CN112699902A

CN112699902A - Fine-grained sensitive image detection method based on bilinear attention pooling mechanism

Info

Publication number: CN112699902A
Application number: CN202110031134.XA
Authority: CN
Inventors: 柯逍; 王俊强; 林艳
Original assignee: Fuzhou University
Current assignee: Fuzhou University
Priority date: 2021-01-11
Filing date: 2021-01-11
Publication date: 2021-04-23

Abstract

The invention relates to a fine-grained sensitive image detection method based on a bilinear attention pooling mechanism, which comprises the following steps of: step S1: acquiring a sensitive image, and performing data cleaning on the acquired sensitive image set to obtain an NSFW sensitive image training data set; step S2: inputting the NSFW sensitive image training data set into a fine-grained sensitive image intelligent auditing network model, performing feature extraction, and generating a feature map and an attention map; step S3: performing attention-based data enhancement on the NSFW training set according to the obtained attention diagram, and performing attention cropping and attention discarding on the images; step S4: generating a local feature map by the aggregation feature map and the attention map through a bilinear attention pooling mechanism, extracting local features through convolution and pooling, and combining all the local features into a final feature; step S5: and predicting the sensitive image category according to the final characteristics.
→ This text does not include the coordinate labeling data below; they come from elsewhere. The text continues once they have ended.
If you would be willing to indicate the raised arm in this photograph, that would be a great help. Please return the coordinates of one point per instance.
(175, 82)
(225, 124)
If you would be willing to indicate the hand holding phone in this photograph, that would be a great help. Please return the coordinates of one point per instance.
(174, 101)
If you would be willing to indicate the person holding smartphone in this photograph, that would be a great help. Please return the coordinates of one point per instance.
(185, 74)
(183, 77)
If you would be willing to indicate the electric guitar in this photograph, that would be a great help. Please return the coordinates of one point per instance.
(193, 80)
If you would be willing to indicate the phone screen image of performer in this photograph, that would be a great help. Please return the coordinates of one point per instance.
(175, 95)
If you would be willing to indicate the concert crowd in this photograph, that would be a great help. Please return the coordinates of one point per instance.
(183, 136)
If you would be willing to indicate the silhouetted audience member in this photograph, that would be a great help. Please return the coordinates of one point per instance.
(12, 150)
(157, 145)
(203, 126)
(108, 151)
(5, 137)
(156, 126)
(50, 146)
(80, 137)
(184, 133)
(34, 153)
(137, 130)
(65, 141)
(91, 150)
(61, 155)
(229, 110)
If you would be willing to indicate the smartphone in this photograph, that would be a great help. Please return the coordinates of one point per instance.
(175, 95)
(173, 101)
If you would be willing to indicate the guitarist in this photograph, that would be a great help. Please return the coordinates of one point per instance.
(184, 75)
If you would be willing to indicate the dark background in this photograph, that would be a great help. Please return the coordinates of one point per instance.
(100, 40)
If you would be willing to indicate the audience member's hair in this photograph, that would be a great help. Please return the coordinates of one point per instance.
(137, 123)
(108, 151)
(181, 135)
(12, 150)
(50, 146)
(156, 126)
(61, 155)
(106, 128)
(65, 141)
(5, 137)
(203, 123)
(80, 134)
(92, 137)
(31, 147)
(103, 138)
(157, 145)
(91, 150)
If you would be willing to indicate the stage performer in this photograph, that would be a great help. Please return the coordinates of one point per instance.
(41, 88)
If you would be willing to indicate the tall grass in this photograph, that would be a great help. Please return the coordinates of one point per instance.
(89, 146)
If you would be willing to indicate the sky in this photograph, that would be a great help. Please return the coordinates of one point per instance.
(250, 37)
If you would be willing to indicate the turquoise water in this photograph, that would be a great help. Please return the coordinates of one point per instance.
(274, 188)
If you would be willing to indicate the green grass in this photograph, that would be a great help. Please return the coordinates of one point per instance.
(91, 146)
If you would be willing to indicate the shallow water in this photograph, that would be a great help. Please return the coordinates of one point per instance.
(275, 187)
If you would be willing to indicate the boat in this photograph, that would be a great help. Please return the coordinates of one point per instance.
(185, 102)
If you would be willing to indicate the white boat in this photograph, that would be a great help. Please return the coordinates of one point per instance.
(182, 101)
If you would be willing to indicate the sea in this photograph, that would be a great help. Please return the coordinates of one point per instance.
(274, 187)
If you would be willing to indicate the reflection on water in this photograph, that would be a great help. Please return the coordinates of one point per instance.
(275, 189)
The method can effectively improve the detection accuracy of the sensitive image of the scene difficult to sample.

Description

Fine-grained sensitive image detection method based on bilinear attention pooling mechanism

Technical Field

The invention relates to the technical field of image recognition, in particular to a fine-grained sensitive image detection method based on a bilinear attention pooling mechanism.

Background

In recent years, a deep learning image classification network Model based on a convolutional neural network is applied to intelligent audit of sensitive images, typically, a sensitive image audit Model Opensfw Model of Yahoo, but the application effect of the sensitive image audit Model of Yahoo in an intelligent audit scene of domestic sensitive images is poor, the main reason is that the used training data is different from the practical application situation, the training data set mainly comes from West, the images collected in a data set are mainly white races, and the generalization capability of the deep learning image classification network Model applied to the domestic sensitive image audit task is insufficient.

Disclosure of Invention

In view of this, the present invention provides a fine-grained sensitive image detection method based on a bilinear attention pooling mechanism, which can effectively improve the detection accuracy of a sensitive image in a difficult-to-sample scene.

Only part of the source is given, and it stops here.